The engine was fine. The framing was the failure. So we changed the product to show what cleaning is instead of naming it: the hero now opens with a literal before→after strip (nigeia → Nigeria, Calfornia → California) before any upload, the headline is the sentence that worked in chat ("Fix the messy text in your spreadsheet"), the copy says plainly "I never delete your data," jargon labels are gone ("with PII" → "with sensitive data"), and a one-click "watch it run on a sample" path removes the "where do I even start" wall. One honesty footnote from the rewrite: our first before→after example added a +52 country code to a phone number — which the executor doesn't actually do — so we cut it. The demo strip can only show what the engine truly does.

n was small and informal (~3 people we know), so this isn't a usability study. But you only need to watch one person mistake your tool for a delete button to learn the lesson: the people who most need the tool don't share your vocabulary, and the demo has to teach the concept before it can show the feature.

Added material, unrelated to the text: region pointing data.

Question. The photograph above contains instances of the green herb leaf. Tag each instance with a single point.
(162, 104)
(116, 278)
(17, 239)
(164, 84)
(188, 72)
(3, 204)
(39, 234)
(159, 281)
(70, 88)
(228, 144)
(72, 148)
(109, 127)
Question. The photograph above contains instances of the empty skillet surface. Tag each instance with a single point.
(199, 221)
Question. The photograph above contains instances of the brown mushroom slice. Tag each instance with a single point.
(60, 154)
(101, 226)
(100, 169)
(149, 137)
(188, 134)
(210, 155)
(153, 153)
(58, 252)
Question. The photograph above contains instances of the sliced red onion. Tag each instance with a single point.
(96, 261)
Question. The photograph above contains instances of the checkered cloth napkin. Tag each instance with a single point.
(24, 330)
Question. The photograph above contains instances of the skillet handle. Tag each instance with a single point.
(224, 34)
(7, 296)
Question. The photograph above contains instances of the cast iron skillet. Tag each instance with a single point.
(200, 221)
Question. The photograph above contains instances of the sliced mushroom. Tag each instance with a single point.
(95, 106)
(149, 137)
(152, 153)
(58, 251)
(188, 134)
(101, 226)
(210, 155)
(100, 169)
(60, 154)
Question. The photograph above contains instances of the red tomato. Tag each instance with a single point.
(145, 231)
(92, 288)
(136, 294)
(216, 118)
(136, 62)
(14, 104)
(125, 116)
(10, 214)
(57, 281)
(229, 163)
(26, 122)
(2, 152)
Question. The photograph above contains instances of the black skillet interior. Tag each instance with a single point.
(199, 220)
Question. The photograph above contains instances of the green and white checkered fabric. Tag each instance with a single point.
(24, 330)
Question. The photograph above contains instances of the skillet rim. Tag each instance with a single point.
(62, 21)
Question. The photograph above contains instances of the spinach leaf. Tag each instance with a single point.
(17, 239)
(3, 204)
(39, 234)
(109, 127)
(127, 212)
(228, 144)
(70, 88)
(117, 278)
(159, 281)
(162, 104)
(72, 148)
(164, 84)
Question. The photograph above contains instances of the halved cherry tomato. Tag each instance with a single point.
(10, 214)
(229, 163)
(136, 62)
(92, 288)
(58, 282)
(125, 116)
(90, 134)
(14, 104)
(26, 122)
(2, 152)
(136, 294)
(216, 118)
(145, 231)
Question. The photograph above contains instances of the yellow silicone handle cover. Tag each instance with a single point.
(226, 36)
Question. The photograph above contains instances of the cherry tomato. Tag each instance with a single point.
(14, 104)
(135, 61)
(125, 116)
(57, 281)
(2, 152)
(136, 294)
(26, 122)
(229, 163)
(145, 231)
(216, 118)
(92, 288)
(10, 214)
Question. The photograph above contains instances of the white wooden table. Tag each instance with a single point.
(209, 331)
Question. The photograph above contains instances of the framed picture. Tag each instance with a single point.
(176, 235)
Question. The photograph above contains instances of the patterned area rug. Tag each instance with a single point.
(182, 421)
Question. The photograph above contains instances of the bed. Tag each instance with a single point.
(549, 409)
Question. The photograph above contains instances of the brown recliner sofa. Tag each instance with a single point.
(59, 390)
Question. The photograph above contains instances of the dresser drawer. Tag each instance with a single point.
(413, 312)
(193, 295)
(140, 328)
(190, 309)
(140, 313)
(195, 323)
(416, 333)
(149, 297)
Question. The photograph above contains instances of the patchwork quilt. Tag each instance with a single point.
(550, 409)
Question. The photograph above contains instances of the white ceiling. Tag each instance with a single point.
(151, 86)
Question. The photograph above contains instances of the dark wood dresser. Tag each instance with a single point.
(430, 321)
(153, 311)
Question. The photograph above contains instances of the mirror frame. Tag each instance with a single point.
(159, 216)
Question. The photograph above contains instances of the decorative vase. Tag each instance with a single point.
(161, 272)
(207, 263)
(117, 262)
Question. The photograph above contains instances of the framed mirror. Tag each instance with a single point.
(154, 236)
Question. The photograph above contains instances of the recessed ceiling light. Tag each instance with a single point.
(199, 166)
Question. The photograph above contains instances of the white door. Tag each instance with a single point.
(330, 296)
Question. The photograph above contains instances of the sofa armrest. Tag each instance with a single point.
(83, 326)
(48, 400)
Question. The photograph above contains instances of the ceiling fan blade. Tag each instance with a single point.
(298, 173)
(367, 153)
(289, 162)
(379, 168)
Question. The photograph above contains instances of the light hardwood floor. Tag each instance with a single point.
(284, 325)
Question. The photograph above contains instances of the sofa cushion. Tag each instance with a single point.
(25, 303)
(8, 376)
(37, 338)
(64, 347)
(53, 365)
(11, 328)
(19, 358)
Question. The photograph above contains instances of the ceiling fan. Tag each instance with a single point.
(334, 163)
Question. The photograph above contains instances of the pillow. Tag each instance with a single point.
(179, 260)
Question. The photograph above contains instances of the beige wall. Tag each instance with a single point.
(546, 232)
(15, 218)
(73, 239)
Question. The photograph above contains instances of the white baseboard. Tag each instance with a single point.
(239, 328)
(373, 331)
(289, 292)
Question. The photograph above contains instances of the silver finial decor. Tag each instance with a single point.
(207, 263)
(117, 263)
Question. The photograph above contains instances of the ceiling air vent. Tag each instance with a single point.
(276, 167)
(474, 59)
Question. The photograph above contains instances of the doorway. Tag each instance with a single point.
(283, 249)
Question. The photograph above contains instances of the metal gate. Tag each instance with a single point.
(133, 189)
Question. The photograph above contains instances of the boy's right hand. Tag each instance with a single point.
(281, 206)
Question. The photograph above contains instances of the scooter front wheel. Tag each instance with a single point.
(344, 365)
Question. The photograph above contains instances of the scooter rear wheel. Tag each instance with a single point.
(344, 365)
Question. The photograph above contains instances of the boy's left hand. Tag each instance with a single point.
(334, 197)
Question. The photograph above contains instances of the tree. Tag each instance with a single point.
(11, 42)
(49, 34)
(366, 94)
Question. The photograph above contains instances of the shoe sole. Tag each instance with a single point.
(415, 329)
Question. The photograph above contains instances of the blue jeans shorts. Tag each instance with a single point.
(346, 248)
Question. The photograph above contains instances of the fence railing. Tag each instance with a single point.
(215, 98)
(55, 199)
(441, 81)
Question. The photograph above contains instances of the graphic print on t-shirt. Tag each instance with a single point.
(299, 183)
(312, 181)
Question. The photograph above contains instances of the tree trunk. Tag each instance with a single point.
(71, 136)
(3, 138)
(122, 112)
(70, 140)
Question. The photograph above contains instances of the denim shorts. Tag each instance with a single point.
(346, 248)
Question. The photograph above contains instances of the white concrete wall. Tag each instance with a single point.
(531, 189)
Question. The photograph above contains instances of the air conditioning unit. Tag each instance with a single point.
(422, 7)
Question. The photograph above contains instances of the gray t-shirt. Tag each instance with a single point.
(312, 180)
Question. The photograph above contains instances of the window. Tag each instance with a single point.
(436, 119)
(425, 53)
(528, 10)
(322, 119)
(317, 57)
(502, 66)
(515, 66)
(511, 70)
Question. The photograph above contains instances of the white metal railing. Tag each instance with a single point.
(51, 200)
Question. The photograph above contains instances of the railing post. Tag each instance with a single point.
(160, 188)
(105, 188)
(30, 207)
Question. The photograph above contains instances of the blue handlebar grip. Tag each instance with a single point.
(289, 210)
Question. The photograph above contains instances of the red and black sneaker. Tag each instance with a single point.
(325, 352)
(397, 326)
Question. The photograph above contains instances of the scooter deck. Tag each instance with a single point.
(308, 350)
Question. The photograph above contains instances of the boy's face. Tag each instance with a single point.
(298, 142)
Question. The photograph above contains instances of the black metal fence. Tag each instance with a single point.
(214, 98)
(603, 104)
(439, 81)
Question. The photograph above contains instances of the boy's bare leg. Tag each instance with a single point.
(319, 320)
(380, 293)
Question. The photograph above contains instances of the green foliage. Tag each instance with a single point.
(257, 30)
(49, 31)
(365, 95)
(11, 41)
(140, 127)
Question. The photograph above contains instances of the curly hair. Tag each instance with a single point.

What we'd tell the next person

Planner/executor is the trust unlock. Auditability isn't a feature you add; it's a decomposition you choose.
Verify supervision by executing it. Every training example we kept provably recovers the clean table. Bad plans can't become labels.
Ground generation in references and budget for abstention. A small model that declines correctly beats a big model that guesses confidently.
Attack your own eval before reviewers do. Both of our metric bugs were found by ablations we almost didn't run.
Small models are enough more often than you think — and roughly $35 of GPU credit covers an embarrassing number of mistakes if each one teaches you something.
Test the framing on someone outside your vocabulary. The engine can be correct and the product still unusable if the first screen assumes a word — "cleaning" — that your user doesn't have. Show the concept before you name the feature.

— Built with a ≤4B planner, a 44M PII classifier, checksums, and a reference gazetteer. Total model weight: under 4.1B parameters. Total cloud spend: about $35.